Senator Michael Enzi from Wyoming has long worked to pass legislation that provides a more affordable health plan alternative to small businesses. In previous years he sponsored legislation to allow small employers to band together and form self funded Association Health Plans (AHP). But he ran into opposition from consumer groups and the insurance industry that felt his proposal was not giving consumers adequate protection. Self funded plans are beyond the scope of state insurance regulation under ERISA’s preemption provisions found at 29 USC §1144(b)(2)(B). Some folks rightly felt that encouraging small employers to set up self funded plans was unwise.

I agree that fostering self funded plans for small employers, even when they group together as AHPs, is a very bad concept. I’ve dealt with a disproportionate share of inadequately funded and incompetently administered small self funded plans. AHPs were sheep waiting to be sheared by unscrupulous third party administrators, fiduciaries and stop loss insurers. Of course, the real losers in that situation would have been the employees and their family members who would have counted on receiving health benefits only to be left holding the bag. ERISA, standing alone, without the additional help of state insurance regulations and case law, gives consumers who are cheated out of their benefits by unscrupulous plan fiduciaries about as much protection as an umbrella in a hurricane.

So Senator Enzi retooled. A couple of days ago he unveiled the Health Insurance Marketplace Modernization Act of 2006 that contains the Small Business Health Plan (SBHP) initiative.

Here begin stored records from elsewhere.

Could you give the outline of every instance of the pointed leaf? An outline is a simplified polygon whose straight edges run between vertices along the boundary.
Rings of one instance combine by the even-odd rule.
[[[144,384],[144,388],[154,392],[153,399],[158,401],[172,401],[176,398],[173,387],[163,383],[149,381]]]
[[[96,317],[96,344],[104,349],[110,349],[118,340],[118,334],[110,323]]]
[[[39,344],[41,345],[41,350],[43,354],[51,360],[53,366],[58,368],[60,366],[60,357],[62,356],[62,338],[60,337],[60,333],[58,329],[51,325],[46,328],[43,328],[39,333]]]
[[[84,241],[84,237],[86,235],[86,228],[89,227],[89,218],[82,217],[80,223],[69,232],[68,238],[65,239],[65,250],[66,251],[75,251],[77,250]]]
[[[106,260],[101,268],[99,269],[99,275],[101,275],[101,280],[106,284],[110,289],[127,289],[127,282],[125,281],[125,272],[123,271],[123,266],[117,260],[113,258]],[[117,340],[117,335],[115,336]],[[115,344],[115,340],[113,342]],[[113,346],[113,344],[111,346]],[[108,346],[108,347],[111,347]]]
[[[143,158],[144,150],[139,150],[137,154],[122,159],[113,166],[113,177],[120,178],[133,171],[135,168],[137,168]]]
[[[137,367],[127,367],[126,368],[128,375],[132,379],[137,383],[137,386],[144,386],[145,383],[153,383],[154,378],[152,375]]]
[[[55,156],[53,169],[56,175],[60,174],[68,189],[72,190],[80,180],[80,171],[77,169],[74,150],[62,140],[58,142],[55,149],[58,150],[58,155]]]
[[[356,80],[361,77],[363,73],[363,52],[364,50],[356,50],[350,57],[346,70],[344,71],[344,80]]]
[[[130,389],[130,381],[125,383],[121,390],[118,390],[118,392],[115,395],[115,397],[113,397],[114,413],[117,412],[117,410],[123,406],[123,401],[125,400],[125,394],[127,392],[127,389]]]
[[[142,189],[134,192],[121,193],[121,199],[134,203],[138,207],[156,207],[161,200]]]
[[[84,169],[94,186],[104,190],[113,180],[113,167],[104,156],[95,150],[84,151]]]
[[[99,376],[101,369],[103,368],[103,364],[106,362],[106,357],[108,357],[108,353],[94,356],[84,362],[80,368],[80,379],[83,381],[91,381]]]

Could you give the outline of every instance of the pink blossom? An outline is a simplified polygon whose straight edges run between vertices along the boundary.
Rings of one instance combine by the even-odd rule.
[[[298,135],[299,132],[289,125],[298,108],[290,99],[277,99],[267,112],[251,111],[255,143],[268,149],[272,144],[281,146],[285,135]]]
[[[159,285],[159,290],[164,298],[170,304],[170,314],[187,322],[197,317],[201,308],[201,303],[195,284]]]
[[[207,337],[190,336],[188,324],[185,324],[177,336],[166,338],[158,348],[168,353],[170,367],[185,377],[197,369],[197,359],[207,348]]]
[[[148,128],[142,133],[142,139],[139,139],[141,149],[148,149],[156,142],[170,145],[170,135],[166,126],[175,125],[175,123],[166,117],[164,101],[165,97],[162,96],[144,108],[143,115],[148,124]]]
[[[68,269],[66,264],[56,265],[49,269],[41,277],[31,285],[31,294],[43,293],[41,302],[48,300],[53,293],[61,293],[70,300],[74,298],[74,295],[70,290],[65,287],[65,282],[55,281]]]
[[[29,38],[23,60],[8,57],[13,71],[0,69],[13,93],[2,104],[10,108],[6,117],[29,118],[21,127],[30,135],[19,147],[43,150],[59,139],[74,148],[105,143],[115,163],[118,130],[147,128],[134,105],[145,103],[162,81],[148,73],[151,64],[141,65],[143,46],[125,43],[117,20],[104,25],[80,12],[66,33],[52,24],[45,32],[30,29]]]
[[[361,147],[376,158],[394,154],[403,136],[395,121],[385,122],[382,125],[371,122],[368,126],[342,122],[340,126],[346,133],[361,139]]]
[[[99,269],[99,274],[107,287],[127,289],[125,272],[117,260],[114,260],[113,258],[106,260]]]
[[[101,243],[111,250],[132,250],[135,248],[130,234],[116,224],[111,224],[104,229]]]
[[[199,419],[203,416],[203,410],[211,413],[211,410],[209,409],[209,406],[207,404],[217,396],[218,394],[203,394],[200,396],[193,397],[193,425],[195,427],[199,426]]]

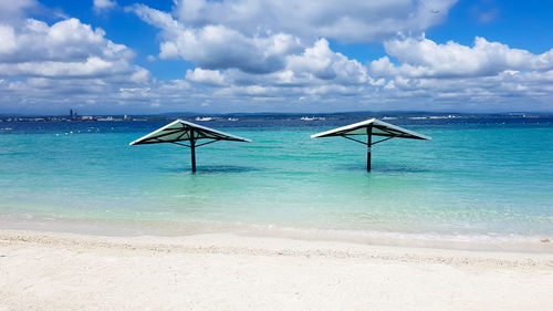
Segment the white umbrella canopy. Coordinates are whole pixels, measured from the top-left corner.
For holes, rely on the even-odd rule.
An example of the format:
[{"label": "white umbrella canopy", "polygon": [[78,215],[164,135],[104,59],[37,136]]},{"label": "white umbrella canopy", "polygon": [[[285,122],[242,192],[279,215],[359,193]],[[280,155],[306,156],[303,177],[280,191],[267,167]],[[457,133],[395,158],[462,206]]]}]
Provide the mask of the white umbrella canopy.
[{"label": "white umbrella canopy", "polygon": [[[198,144],[198,141],[207,139]],[[240,136],[227,134],[207,126],[201,126],[184,120],[176,120],[132,143],[133,145],[147,145],[170,143],[190,148],[192,172],[196,172],[196,147],[205,146],[219,141],[246,142],[250,139]],[[188,143],[188,144],[186,144]]]},{"label": "white umbrella canopy", "polygon": [[[129,145],[178,143],[187,141],[190,142],[191,139],[233,141],[247,143],[251,142],[250,139],[227,134],[213,128],[201,126],[199,124],[195,124],[184,120],[177,120],[132,142]],[[199,145],[196,146],[198,147]]]},{"label": "white umbrella canopy", "polygon": [[397,138],[413,138],[413,139],[425,139],[425,141],[432,139],[431,137],[428,137],[426,135],[376,118],[369,118],[346,126],[342,126],[338,128],[314,134],[311,135],[311,138],[344,136],[344,135],[367,135],[368,127],[372,127],[371,132],[372,135],[376,136],[388,136]]},{"label": "white umbrella canopy", "polygon": [[[366,135],[367,142],[362,142],[355,139],[351,136]],[[384,136],[386,138],[380,139],[378,142],[373,143],[372,136]],[[362,122],[357,122],[354,124],[349,124],[346,126],[337,127],[334,129],[321,132],[314,135],[311,135],[311,138],[321,138],[321,137],[344,137],[367,146],[367,172],[371,172],[371,146],[382,143],[384,141],[388,141],[392,138],[410,138],[410,139],[422,139],[430,141],[432,139],[429,136],[409,131],[407,128],[399,127],[397,125],[389,124],[384,121],[379,121],[376,118],[369,118]]]}]

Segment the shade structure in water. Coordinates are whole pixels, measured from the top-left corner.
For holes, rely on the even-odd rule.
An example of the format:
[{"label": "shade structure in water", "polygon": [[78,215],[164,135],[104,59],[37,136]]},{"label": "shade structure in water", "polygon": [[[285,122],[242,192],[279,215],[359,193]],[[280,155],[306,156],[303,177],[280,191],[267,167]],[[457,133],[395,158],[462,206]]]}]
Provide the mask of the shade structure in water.
[{"label": "shade structure in water", "polygon": [[[359,139],[353,138],[351,136],[359,136],[359,135],[366,135],[367,136],[367,142],[362,142]],[[386,138],[374,142],[373,143],[373,135],[374,136],[384,136]],[[367,146],[367,172],[371,172],[371,146],[376,145],[378,143],[392,139],[392,138],[410,138],[410,139],[424,139],[424,141],[430,141],[432,139],[429,136],[409,131],[407,128],[399,127],[397,125],[393,125],[389,123],[386,123],[384,121],[379,121],[376,118],[369,118],[365,120],[362,122],[357,122],[354,124],[349,124],[346,126],[337,127],[334,129],[330,129],[326,132],[317,133],[314,135],[311,135],[311,138],[320,138],[320,137],[333,137],[333,136],[340,136],[344,137],[351,141],[354,141],[356,143],[361,143]]]},{"label": "shade structure in water", "polygon": [[[207,139],[198,144],[198,141]],[[192,172],[196,172],[196,147],[201,147],[219,141],[246,142],[250,139],[227,134],[213,128],[201,126],[184,120],[176,120],[134,142],[129,145],[146,145],[170,143],[190,148]],[[188,143],[188,144],[186,144]]]}]

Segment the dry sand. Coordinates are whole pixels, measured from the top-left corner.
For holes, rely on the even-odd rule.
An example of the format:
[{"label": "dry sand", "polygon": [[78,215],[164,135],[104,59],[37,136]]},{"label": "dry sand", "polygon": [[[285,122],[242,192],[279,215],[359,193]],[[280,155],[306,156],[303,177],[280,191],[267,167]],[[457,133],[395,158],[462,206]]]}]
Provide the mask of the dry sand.
[{"label": "dry sand", "polygon": [[0,310],[553,310],[553,253],[1,230]]}]

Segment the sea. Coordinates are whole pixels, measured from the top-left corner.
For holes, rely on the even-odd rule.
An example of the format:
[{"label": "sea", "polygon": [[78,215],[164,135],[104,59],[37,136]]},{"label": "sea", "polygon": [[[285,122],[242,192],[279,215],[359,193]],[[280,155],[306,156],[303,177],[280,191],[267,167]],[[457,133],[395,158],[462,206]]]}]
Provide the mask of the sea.
[{"label": "sea", "polygon": [[[387,117],[432,137],[312,134],[369,115],[195,121],[251,143],[129,146],[170,121],[0,122],[0,228],[209,232],[541,249],[553,240],[553,117]],[[204,118],[209,120],[209,118]],[[374,138],[373,142],[377,139]]]}]

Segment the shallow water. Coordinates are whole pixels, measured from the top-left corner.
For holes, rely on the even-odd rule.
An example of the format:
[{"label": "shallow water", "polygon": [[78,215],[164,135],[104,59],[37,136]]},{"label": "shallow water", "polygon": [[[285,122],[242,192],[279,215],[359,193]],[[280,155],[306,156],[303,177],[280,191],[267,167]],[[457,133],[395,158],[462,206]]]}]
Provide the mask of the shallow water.
[{"label": "shallow water", "polygon": [[205,224],[553,235],[551,122],[396,122],[432,141],[375,145],[367,174],[364,145],[310,138],[356,121],[202,123],[252,143],[200,147],[197,174],[185,147],[128,146],[165,123],[0,123],[11,128],[0,131],[0,216],[170,222],[182,231]]}]

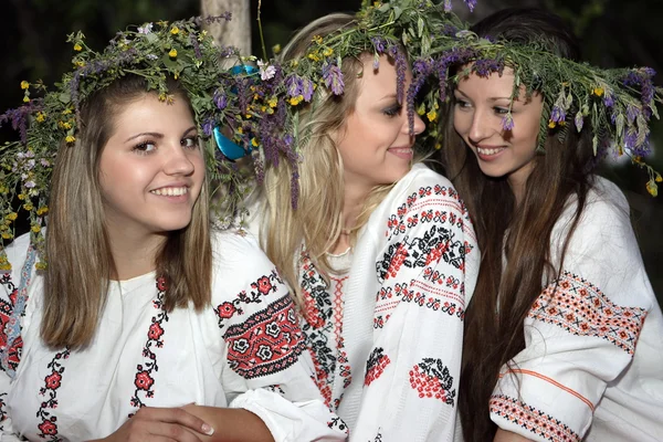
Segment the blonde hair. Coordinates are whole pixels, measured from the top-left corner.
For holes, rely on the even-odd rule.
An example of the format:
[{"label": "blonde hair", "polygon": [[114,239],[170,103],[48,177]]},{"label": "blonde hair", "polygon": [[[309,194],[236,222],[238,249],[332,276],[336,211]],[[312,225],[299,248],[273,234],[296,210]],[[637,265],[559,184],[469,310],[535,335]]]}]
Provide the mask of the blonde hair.
[{"label": "blonde hair", "polygon": [[[314,35],[324,36],[354,27],[356,19],[349,14],[333,13],[319,18],[295,34],[283,50],[282,62],[304,56]],[[368,54],[366,60],[370,56]],[[305,244],[305,252],[326,277],[332,271],[326,253],[336,244],[341,232],[344,165],[335,136],[345,128],[347,116],[355,110],[364,62],[364,57],[344,59],[344,94],[332,95],[324,87],[318,87],[313,102],[299,110],[295,137],[303,157],[297,165],[298,209],[293,209],[291,203],[293,167],[290,162],[283,160],[276,167],[269,165],[265,169],[262,189],[265,217],[261,228],[266,240],[263,236],[263,248],[291,285],[293,297],[301,307],[304,305],[298,282],[302,245]],[[371,190],[355,220],[350,244],[356,243],[358,230],[392,187],[377,186]]]},{"label": "blonde hair", "polygon": [[[114,130],[114,116],[145,96],[145,81],[123,77],[90,97],[81,109],[81,128],[73,146],[57,152],[51,182],[46,231],[44,314],[41,337],[46,346],[88,345],[103,312],[115,263],[104,227],[98,181],[103,149]],[[187,99],[179,84],[169,91]],[[193,114],[193,113],[192,113]],[[155,260],[157,275],[167,283],[165,307],[203,308],[211,299],[212,250],[208,183],[193,206],[191,222],[170,232]]]}]

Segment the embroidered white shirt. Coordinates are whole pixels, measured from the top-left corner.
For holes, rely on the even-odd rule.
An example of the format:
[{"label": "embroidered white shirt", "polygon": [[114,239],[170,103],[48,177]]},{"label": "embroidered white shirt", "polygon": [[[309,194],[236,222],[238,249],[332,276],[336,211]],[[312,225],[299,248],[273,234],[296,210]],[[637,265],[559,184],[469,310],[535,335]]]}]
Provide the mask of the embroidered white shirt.
[{"label": "embroidered white shirt", "polygon": [[[0,371],[0,440],[104,438],[139,407],[191,402],[250,410],[277,441],[344,440],[311,379],[293,304],[273,264],[239,234],[215,234],[213,243],[212,305],[166,313],[165,286],[154,273],[113,282],[84,350],[43,346],[43,280],[35,275],[21,319],[22,348],[11,359],[15,378]],[[27,250],[27,236],[8,249],[14,270],[1,280],[3,329]]]},{"label": "embroidered white shirt", "polygon": [[[557,267],[576,206],[552,231]],[[661,440],[663,317],[612,182],[597,178],[561,277],[544,282],[524,330],[491,399],[497,425],[536,441]]]}]

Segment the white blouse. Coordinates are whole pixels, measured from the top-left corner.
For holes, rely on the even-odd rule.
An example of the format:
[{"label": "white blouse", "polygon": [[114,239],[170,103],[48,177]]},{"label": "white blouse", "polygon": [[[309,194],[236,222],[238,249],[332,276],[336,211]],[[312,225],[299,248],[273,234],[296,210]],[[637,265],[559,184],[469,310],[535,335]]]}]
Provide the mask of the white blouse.
[{"label": "white blouse", "polygon": [[[254,234],[260,222],[250,223]],[[303,253],[302,329],[318,388],[351,441],[453,440],[478,261],[463,202],[423,165],[376,208],[351,253],[332,259],[329,285]]]},{"label": "white blouse", "polygon": [[[576,207],[552,230],[558,269]],[[597,178],[561,276],[544,282],[524,330],[491,398],[498,427],[535,441],[663,438],[663,316],[612,182]]]},{"label": "white blouse", "polygon": [[[33,274],[19,339],[7,343],[28,235],[0,275],[0,440],[83,441],[117,430],[140,407],[244,408],[276,441],[344,440],[312,381],[312,362],[286,286],[257,244],[213,238],[212,304],[162,308],[146,274],[112,282],[92,345],[51,350],[40,339],[43,277]],[[15,376],[10,378],[12,370]]]}]

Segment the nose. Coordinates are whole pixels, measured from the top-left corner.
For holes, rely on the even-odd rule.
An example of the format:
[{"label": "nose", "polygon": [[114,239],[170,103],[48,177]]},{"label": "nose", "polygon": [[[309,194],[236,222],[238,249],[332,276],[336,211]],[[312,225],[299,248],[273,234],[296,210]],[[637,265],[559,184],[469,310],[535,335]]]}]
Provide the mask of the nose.
[{"label": "nose", "polygon": [[[408,120],[408,114],[406,112],[403,112],[403,131],[407,133],[408,135],[410,135],[410,122]],[[425,123],[423,123],[423,120],[421,119],[421,117],[419,116],[419,114],[414,113],[414,118],[412,122],[412,128],[413,128],[413,134],[412,136],[415,137],[417,135],[421,134],[424,129],[425,129]]]},{"label": "nose", "polygon": [[467,137],[473,143],[478,143],[490,137],[492,128],[487,112],[481,108],[475,108],[470,122],[470,130]]},{"label": "nose", "polygon": [[167,149],[166,159],[164,164],[164,172],[166,175],[182,175],[189,176],[196,170],[196,166],[189,155],[192,151],[185,150],[185,147],[180,146],[179,141],[173,143]]}]

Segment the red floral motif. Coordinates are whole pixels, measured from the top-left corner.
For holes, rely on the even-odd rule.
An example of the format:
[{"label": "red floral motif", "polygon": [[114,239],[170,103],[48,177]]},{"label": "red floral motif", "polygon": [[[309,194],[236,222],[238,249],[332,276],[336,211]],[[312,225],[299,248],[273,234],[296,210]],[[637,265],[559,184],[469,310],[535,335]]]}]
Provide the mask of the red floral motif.
[{"label": "red floral motif", "polygon": [[272,291],[272,288],[274,287],[272,285],[272,282],[270,281],[269,276],[263,276],[260,280],[257,280],[256,286],[257,286],[257,291],[260,293],[262,293],[263,295],[266,295],[267,293],[270,293]]},{"label": "red floral motif", "polygon": [[559,419],[504,394],[491,398],[491,414],[513,422],[550,442],[580,442],[580,436]]},{"label": "red floral motif", "polygon": [[161,324],[154,323],[152,325],[149,326],[149,332],[147,332],[147,337],[152,340],[157,340],[161,337],[162,334],[164,334],[164,328],[161,328]]},{"label": "red floral motif", "polygon": [[46,388],[49,390],[56,390],[60,388],[60,381],[62,380],[62,375],[57,371],[53,371],[51,375],[46,376],[44,381],[46,382]]},{"label": "red floral motif", "polygon": [[378,379],[387,366],[391,362],[389,356],[383,355],[385,349],[381,347],[375,348],[368,360],[366,361],[366,377],[364,378],[364,385],[370,386],[376,379]]},{"label": "red floral motif", "polygon": [[219,306],[217,307],[217,315],[219,315],[219,317],[223,319],[229,319],[232,317],[232,315],[235,314],[236,311],[238,309],[235,308],[235,306],[227,301],[224,303],[219,304]]},{"label": "red floral motif", "polygon": [[410,370],[410,386],[420,398],[434,398],[453,407],[455,389],[449,368],[440,359],[424,358]]},{"label": "red floral motif", "polygon": [[274,282],[283,284],[281,276],[275,270],[272,271],[271,274],[261,276],[257,278],[257,281],[251,283],[252,291],[249,293],[246,293],[246,291],[242,291],[234,299],[219,304],[217,308],[214,308],[214,313],[219,318],[219,328],[223,328],[225,326],[225,322],[234,315],[243,315],[244,311],[241,307],[243,304],[262,303],[266,295],[276,291],[276,285],[274,285]]},{"label": "red floral motif", "polygon": [[[164,347],[164,340],[161,339],[166,330],[164,329],[164,323],[168,322],[168,312],[164,306],[164,296],[166,295],[167,283],[164,277],[158,277],[157,282],[157,296],[152,301],[155,308],[158,313],[152,316],[151,324],[147,330],[147,340],[143,347],[143,357],[145,358],[144,364],[136,366],[136,376],[134,377],[134,396],[131,396],[130,403],[133,407],[143,408],[145,407],[144,400],[147,398],[154,398],[154,385],[155,378],[152,372],[159,371],[157,364],[157,354],[154,351],[157,348]],[[134,413],[129,413],[129,418]]]},{"label": "red floral motif", "polygon": [[149,376],[147,371],[140,371],[136,373],[136,380],[134,385],[139,390],[149,391],[149,388],[152,386],[155,380]]},{"label": "red floral motif", "polygon": [[166,292],[166,290],[168,290],[168,284],[166,283],[166,278],[164,276],[157,277],[157,290],[159,292]]},{"label": "red floral motif", "polygon": [[38,425],[40,438],[49,438],[50,441],[60,441],[57,438],[57,417],[53,414],[53,409],[57,408],[57,389],[62,386],[62,373],[64,372],[63,360],[69,359],[70,350],[65,348],[55,354],[53,359],[46,366],[51,373],[44,377],[44,387],[39,389],[39,393],[45,399],[36,411],[36,417],[41,418]]},{"label": "red floral motif", "polygon": [[646,311],[617,305],[588,281],[564,272],[544,288],[528,317],[573,335],[606,339],[633,355]]},{"label": "red floral motif", "polygon": [[36,427],[45,435],[56,435],[57,434],[57,425],[55,424],[55,422],[52,422],[50,420],[43,421],[42,423],[40,423]]},{"label": "red floral motif", "polygon": [[[271,333],[265,333],[266,329]],[[228,327],[223,338],[228,343],[230,368],[245,379],[286,369],[297,361],[304,349],[290,295],[267,305],[243,323]]]}]

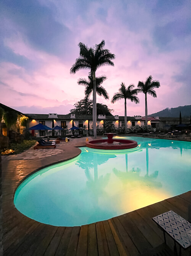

This proposed bill addresses some of the concerns of consumer and insurance groups about the old AHPs. It requires that small businesses who form health benefit plans under the bill do so only by purchasing group coverage through licensed insurers, thus subjecting the SBHP to state insurance regulation. To provide cost savings, it allows SBHPs to slide around some of the mandated benefits that various states require of insurers and that, to some degree, increase the expense of health insurance. It requires insurers of SBHPs to accept all applicants regardless of health history and caps the amount the insurers can write up the premiums to levels set by the National Association of Insurance Commissioners, 25% above the base rate for the initial year and 15% per year after that. Finally, it establishes a "harmonization" board that will work to create greater uniformity among the various state’s rate structures and form filing procedures.

It’s an interesting concept and what little information I have about it is that Senator Enzi has worked to accommodate the primary interests of the parties that have been at odds in past years. Will it get through Congress? Time will tell. I’ll post updates as they become available.